Même sans mécanisme, le fait de pouvoir atténuer les traits caractéristiques de l'autisme chez les souris en fermant un canal membranaire "est remarquable", selon Licznerski. "Cela ouvre la porte à une nouvelle approche de la thérapie" pour les personnes atteintes du syndrome de l'X fragile, dit-il.

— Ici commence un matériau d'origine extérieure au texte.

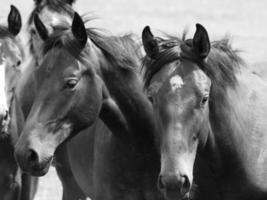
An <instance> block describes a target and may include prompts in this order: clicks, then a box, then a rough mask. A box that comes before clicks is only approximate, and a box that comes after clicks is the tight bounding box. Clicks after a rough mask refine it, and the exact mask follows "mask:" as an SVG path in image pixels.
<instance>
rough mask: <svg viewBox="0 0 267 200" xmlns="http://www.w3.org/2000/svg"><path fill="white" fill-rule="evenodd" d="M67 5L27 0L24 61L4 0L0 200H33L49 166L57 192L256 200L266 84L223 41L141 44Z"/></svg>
mask: <svg viewBox="0 0 267 200" xmlns="http://www.w3.org/2000/svg"><path fill="white" fill-rule="evenodd" d="M72 4H73V1H71V0H35V8H34V9H33V11H32V13H31V14H30V17H29V20H28V23H27V29H26V30H27V31H28V33H29V45H28V46H29V53H28V54H29V55H28V56H27V57H28V58H27V59H26V56H25V55H27V54H26V52H25V51H26V50H25V49H27V46H26V47H25V46H24V45H22V44H23V43H22V41H21V39H20V36H19V35H20V34H19V33H20V31H21V26H22V19H21V16H20V13H19V10H18V9H17V8H16V7H15V6H13V5H12V6H11V10H10V13H9V15H8V20H7V21H8V25H7V26H0V77H1V78H0V81H1V83H0V95H1V98H0V100H1V102H0V106H1V107H0V125H1V127H0V128H1V132H0V199H1V200H33V199H34V195H35V193H36V190H37V187H38V178H37V177H39V176H43V175H45V174H46V173H47V172H48V170H49V167H50V166H51V165H52V164H53V165H54V166H55V168H56V170H57V174H58V176H59V178H60V180H61V183H62V186H63V195H62V199H63V200H85V199H86V198H88V197H89V198H90V199H92V200H94V199H96V200H102V199H105V200H118V199H125V200H126V199H127V200H163V199H166V200H185V199H188V200H191V199H196V200H251V199H253V200H266V199H267V150H266V149H267V120H266V119H267V83H266V80H264V79H263V78H261V77H260V76H258V75H256V74H255V73H252V72H251V70H250V69H251V67H249V66H247V64H246V63H245V62H244V61H243V59H242V58H241V57H240V56H239V52H238V51H237V50H234V49H232V47H231V44H230V42H229V39H228V38H223V39H221V40H218V41H214V42H210V40H209V35H208V32H207V30H206V29H205V28H204V27H203V26H202V25H201V24H196V31H195V34H194V36H193V37H192V38H191V39H188V38H186V34H184V35H183V36H182V38H179V37H176V36H169V35H165V36H164V37H156V36H154V35H153V33H152V32H151V30H150V27H149V26H147V27H145V28H144V30H143V32H142V45H141V44H140V43H139V41H138V40H136V37H135V36H134V35H131V34H128V35H123V36H113V35H108V34H106V33H104V32H102V31H99V30H97V29H95V28H86V26H85V24H86V23H88V22H90V20H88V18H87V17H86V16H82V17H81V16H80V15H79V14H78V13H77V12H75V11H74V9H73V8H72ZM142 49H144V50H145V55H143V54H144V53H143V51H142ZM47 199H49V197H47Z"/></svg>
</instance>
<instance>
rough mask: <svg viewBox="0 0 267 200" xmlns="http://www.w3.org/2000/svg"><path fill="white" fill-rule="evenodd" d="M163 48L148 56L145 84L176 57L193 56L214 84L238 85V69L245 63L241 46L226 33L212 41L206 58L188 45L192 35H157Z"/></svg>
mask: <svg viewBox="0 0 267 200" xmlns="http://www.w3.org/2000/svg"><path fill="white" fill-rule="evenodd" d="M157 41H158V44H159V47H160V48H159V49H160V52H159V54H158V55H157V57H156V58H155V59H151V58H149V57H148V56H145V57H144V59H143V68H145V76H144V81H145V88H147V87H148V86H149V85H150V82H151V79H152V78H153V76H154V75H155V74H156V73H157V72H158V71H159V70H161V69H162V68H163V67H164V66H165V65H166V64H169V63H171V62H173V61H175V60H179V59H180V60H185V59H186V60H190V61H192V62H194V63H197V64H198V65H199V67H200V68H201V69H202V70H203V71H204V72H205V73H206V74H207V76H208V77H209V78H210V79H211V81H212V83H213V86H214V85H215V86H217V87H218V88H219V89H220V88H221V89H224V88H226V87H227V86H235V84H236V72H237V71H238V70H239V69H240V66H241V65H244V61H243V60H242V58H241V57H240V56H239V50H235V49H233V48H232V45H231V43H230V39H229V38H228V37H225V38H223V39H221V40H217V41H213V42H211V50H210V53H209V55H208V58H207V60H206V61H204V62H203V61H201V60H199V59H198V58H196V56H195V55H194V54H192V52H190V51H188V49H192V39H185V34H184V35H183V38H177V37H173V36H168V38H167V39H162V38H157Z"/></svg>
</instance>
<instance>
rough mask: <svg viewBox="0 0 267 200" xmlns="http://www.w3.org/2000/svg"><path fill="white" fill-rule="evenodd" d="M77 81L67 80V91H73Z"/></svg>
mask: <svg viewBox="0 0 267 200" xmlns="http://www.w3.org/2000/svg"><path fill="white" fill-rule="evenodd" d="M77 83H78V80H77V79H69V80H67V82H66V84H65V88H67V89H73V88H75V86H76V85H77Z"/></svg>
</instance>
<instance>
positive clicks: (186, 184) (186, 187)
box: [181, 175, 191, 191]
mask: <svg viewBox="0 0 267 200" xmlns="http://www.w3.org/2000/svg"><path fill="white" fill-rule="evenodd" d="M181 177H182V179H183V185H182V187H183V189H184V190H186V191H188V190H189V189H190V187H191V184H190V181H189V178H188V176H186V175H182V176H181Z"/></svg>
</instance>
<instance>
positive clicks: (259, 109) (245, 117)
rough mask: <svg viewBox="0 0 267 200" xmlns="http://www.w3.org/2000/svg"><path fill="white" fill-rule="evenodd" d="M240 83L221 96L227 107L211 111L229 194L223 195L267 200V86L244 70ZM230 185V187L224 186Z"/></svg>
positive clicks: (218, 146)
mask: <svg viewBox="0 0 267 200" xmlns="http://www.w3.org/2000/svg"><path fill="white" fill-rule="evenodd" d="M237 82H238V84H237V86H236V88H235V89H231V88H230V89H229V91H228V92H227V93H226V94H224V96H220V98H224V99H225V100H224V102H226V105H225V104H224V103H223V104H220V103H221V101H218V102H212V105H213V106H212V109H210V114H211V116H212V117H211V118H210V120H211V126H212V131H213V133H214V137H215V142H216V143H217V145H218V148H219V149H218V150H219V152H220V157H221V159H222V160H221V161H220V162H221V163H222V167H221V168H222V169H223V171H222V172H220V171H219V174H220V175H221V177H222V180H223V181H220V182H222V183H221V184H222V185H221V188H225V189H226V190H228V191H227V192H223V194H224V195H225V197H224V199H228V198H230V199H231V198H232V199H251V198H254V199H257V198H259V197H261V198H266V194H267V193H266V191H267V190H266V189H267V188H266V179H265V178H264V177H266V170H265V168H264V166H265V163H266V151H265V149H266V144H267V143H266V142H267V137H266V134H265V132H266V125H267V124H266V122H265V120H264V118H265V117H266V115H267V108H266V106H265V105H266V95H264V94H265V92H266V91H267V88H266V86H267V85H266V84H265V82H263V81H262V80H261V79H260V78H258V77H256V76H255V75H253V74H250V73H249V72H246V71H245V72H244V70H242V73H241V74H240V75H237ZM216 99H217V98H216ZM222 102H223V101H222ZM222 108H224V109H222ZM219 119H220V120H219ZM223 141H224V143H223ZM230 158H231V159H230ZM225 172H227V173H225ZM228 182H229V183H231V184H229V186H228V187H226V186H223V184H225V183H228ZM237 191H240V193H238V192H237Z"/></svg>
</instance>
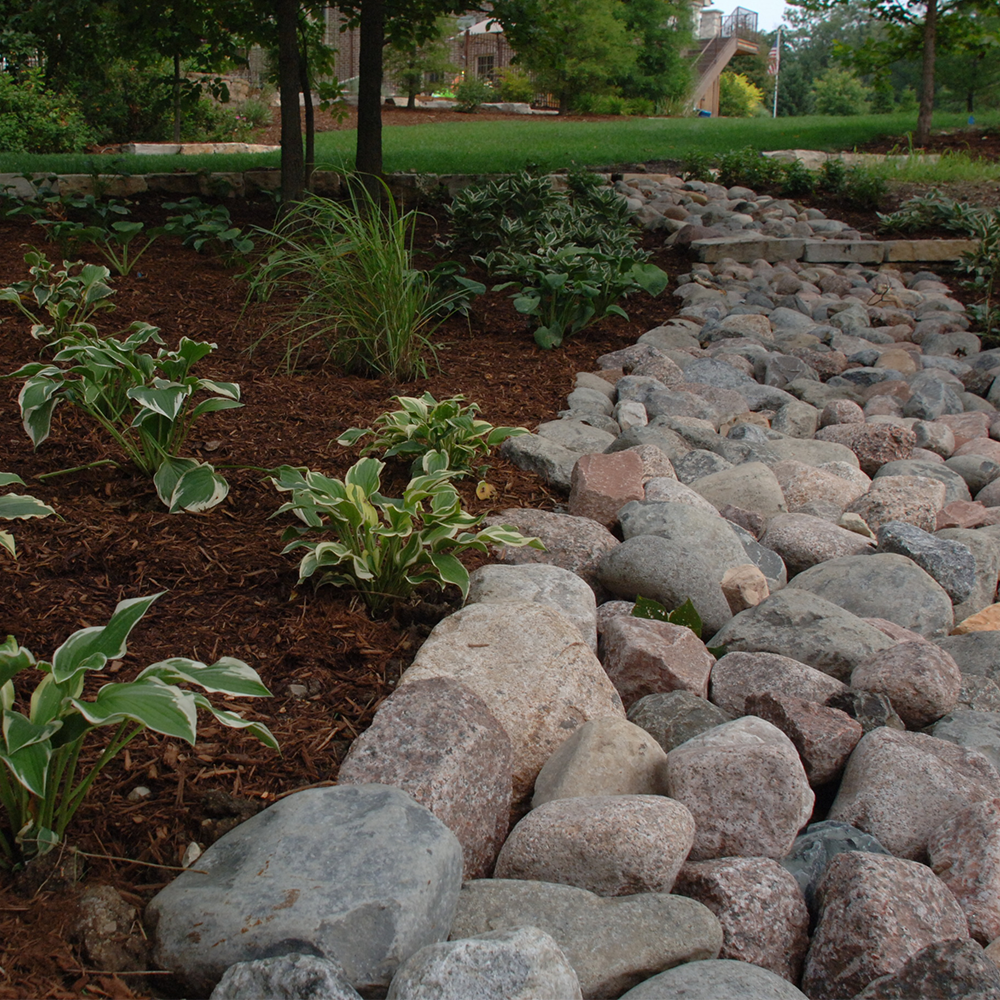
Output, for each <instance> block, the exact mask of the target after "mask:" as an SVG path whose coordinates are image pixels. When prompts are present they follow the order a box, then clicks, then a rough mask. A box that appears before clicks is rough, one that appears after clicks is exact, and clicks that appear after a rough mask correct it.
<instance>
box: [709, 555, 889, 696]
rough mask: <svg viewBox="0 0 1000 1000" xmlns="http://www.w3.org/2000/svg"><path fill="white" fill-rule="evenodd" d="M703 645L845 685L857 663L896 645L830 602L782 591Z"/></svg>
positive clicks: (726, 627)
mask: <svg viewBox="0 0 1000 1000" xmlns="http://www.w3.org/2000/svg"><path fill="white" fill-rule="evenodd" d="M867 558H872V557H871V556H869V557H867ZM706 645H708V646H711V647H713V648H714V647H716V646H725V647H726V648H727V650H729V651H730V652H733V651H736V650H743V651H746V652H766V653H778V654H780V655H782V656H788V657H791V658H792V659H793V660H798V661H799V662H801V663H805V664H807V665H808V666H811V667H815V668H816V669H817V670H821V671H822V672H823V673H825V674H830V675H831V676H833V677H836V678H837V679H838V680H841V681H846V680H847V679H848V678H849V677H850V676H851V671H852V670H853V669H854V667H855V665H856V664H857V663H859V662H860V661H861V660H862V659H864V658H865V657H867V656H868V655H869V654H870V653H874V652H876V651H877V650H880V649H887V648H889V647H890V646H893V645H895V643H894V641H893V640H892V639H890V638H889V637H888V636H886V635H884V634H883V633H882V632H880V631H879V630H878V629H876V628H873V627H872V626H871V625H869V624H867V623H866V622H864V621H863V620H862V619H861V618H860V617H858V616H857V615H854V614H851V612H849V611H846V610H845V609H844V608H842V607H840V606H838V605H836V604H833V603H832V602H831V601H827V600H824V599H823V598H821V597H817V596H816V595H815V594H813V593H810V592H809V591H807V590H801V589H798V588H794V587H786V588H785V589H784V590H781V591H779V592H778V593H777V594H772V595H771V596H770V597H769V598H768V599H767V600H766V601H762V602H761V603H760V604H758V605H757V606H756V607H755V608H750V609H748V610H747V611H742V612H740V614H738V615H736V616H735V617H734V618H733V620H732V621H731V622H729V624H727V625H726V626H725V627H724V628H722V629H721V630H720V631H719V632H717V633H716V634H715V635H714V636H713V637H712V638H711V639H709V640H708V642H707V643H706Z"/></svg>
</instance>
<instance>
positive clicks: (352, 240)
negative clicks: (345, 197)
mask: <svg viewBox="0 0 1000 1000" xmlns="http://www.w3.org/2000/svg"><path fill="white" fill-rule="evenodd" d="M383 187H384V185H383ZM349 191H350V194H349V197H348V199H347V200H346V201H342V202H341V201H334V200H333V199H330V198H321V197H318V196H316V195H313V196H311V197H309V198H306V199H305V200H304V201H302V202H301V203H300V204H298V205H296V206H294V207H293V208H291V209H290V210H289V211H288V213H287V214H286V215H285V216H284V218H283V220H282V221H281V223H280V224H279V226H278V227H277V228H276V229H274V230H271V231H268V232H266V233H265V235H266V236H267V237H268V239H269V244H270V247H271V249H270V250H269V252H268V253H267V254H266V256H264V257H262V258H261V259H259V260H257V261H255V262H254V264H253V266H252V268H251V269H250V270H249V271H248V274H247V277H248V279H249V282H250V289H249V293H248V300H247V301H248V302H249V301H250V298H252V297H257V298H259V299H262V300H267V299H270V298H271V296H272V295H273V294H274V293H275V292H276V291H285V292H290V293H291V295H292V296H293V297H294V303H293V304H291V305H290V306H288V307H287V309H286V310H285V314H284V316H283V318H282V319H281V320H280V321H279V323H278V324H276V325H275V326H273V327H271V328H270V329H269V330H268V331H267V332H266V333H265V334H264V336H263V337H261V338H260V339H259V340H258V341H257V342H256V343H255V344H254V345H253V347H254V349H256V348H258V347H259V346H260V344H261V343H262V342H263V341H264V340H266V339H268V338H272V337H278V338H280V339H281V340H282V341H283V345H284V346H283V354H282V363H283V365H284V367H285V368H286V369H287V370H288V371H292V370H295V369H297V368H300V367H301V366H303V365H306V364H308V363H310V362H314V361H316V360H317V359H319V360H325V359H330V360H333V361H334V362H336V363H337V364H339V365H341V366H343V367H344V368H345V369H347V370H348V371H354V372H359V373H360V374H363V375H375V376H380V375H384V376H387V377H389V378H398V379H403V380H409V379H413V378H418V377H422V376H425V375H426V374H427V360H426V359H427V355H433V354H434V345H433V344H432V342H431V339H430V338H431V335H432V334H433V333H434V331H435V330H436V329H437V327H438V326H439V325H440V323H441V322H442V319H443V318H444V317H443V315H442V310H443V307H444V306H446V305H447V303H448V300H449V294H450V296H451V297H454V298H461V297H463V296H465V295H467V290H466V289H460V290H456V291H455V292H452V293H449V294H446V295H442V294H441V292H440V291H439V290H438V289H437V288H436V287H435V285H434V282H433V281H432V280H430V279H429V278H428V277H427V276H426V275H425V274H424V273H423V272H422V271H418V270H415V269H414V267H413V238H414V227H415V225H416V220H417V213H416V212H412V211H411V212H400V211H399V209H398V208H397V207H396V203H395V202H394V201H393V199H392V196H391V195H390V194H389V192H388V189H387V188H386V189H385V192H384V197H383V198H381V199H379V198H378V197H377V196H375V195H372V194H370V193H369V192H368V190H367V189H366V188H365V187H364V186H363V185H361V184H359V183H353V182H352V183H351V184H350V185H349Z"/></svg>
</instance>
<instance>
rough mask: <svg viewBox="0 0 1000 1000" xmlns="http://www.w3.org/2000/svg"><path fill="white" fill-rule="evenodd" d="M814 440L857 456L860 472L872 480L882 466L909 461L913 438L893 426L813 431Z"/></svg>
mask: <svg viewBox="0 0 1000 1000" xmlns="http://www.w3.org/2000/svg"><path fill="white" fill-rule="evenodd" d="M816 440H817V441H836V442H837V443H838V444H845V445H847V447H848V448H850V449H851V451H853V452H854V454H855V455H857V456H858V464H859V465H860V466H861V471H862V472H865V473H867V475H869V476H874V475H875V473H876V472H878V470H879V469H880V468H881V467H882V466H883V465H885V463H886V462H894V461H896V460H897V459H901V458H909V457H910V455H911V453H912V452H913V448H914V445H915V444H916V440H917V438H916V435H915V434H914V433H913V431H911V430H910V429H909V428H907V427H897V426H896V425H895V424H834V425H832V426H830V427H824V428H823V429H822V430H820V431H817V432H816Z"/></svg>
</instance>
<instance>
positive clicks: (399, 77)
mask: <svg viewBox="0 0 1000 1000" xmlns="http://www.w3.org/2000/svg"><path fill="white" fill-rule="evenodd" d="M455 30H456V29H455V20H454V18H451V17H439V18H438V19H437V20H436V22H435V32H434V34H433V35H432V36H431V37H430V38H428V39H427V40H426V41H424V42H420V41H418V40H417V39H418V35H417V33H416V32H411V33H410V34H409V36H408V37H406V38H401V37H398V38H396V39H394V40H393V41H392V42H390V44H389V46H388V48H387V50H386V52H385V58H384V60H383V64H384V70H385V75H386V76H388V77H390V78H391V79H393V80H395V81H396V83H397V85H400V86H402V88H403V90H404V91H405V92H406V106H407V108H410V109H412V108H415V107H416V105H417V94H419V93H420V91H421V90H422V89H423V86H424V80H425V79H426V78H427V76H428V75H430V74H437V75H439V76H445V75H451V74H453V73H455V72H456V70H457V67H456V66H455V65H454V63H452V61H451V58H450V55H451V52H450V49H449V46H448V43H447V41H446V38H447V36H448V35H452V34H454V33H455Z"/></svg>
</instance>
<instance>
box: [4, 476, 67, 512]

D'autres recommandent la prudence : Il n'y a aucune garantie qu'un traitement qui fonctionne chez les souris fonctionnera dans le cerveau humain, déclare Cecilia Giulivi, professeur de biosciences moléculaires à l'université de Californie, Davis MIND Institute, qui n'a pas participé à l'étude. Elle craint que ces résultats préliminaires n'offrent de faux espoirs aux familles des personnes atteintes du syndrome X fragile et n'encouragent les gens à rechercher des traitements dont l'innocuité n'a pas été prouvée. Le dexpramipexole a été testé chez des personnes atteintes de la maladie neurologique de la sclérose latérale amyotrophique et s'est révélé sûr, mais on ne sait pas exactement comment il affecterait les jeunes s'il était pris sur des périodes prolongées.
Avant qu'un traitement soit possible, Jonas et Licznerski disent qu'ils doivent mieux comprendre comment les sous-unités de l'ATP synthase contribuent à la fuite. Dans ce but, ils étudient des souris sans sous-unités c supplémentaires pour voir si le fait de minimiser la fuite de cette manière a le même effet que l'application de dexpramipexole.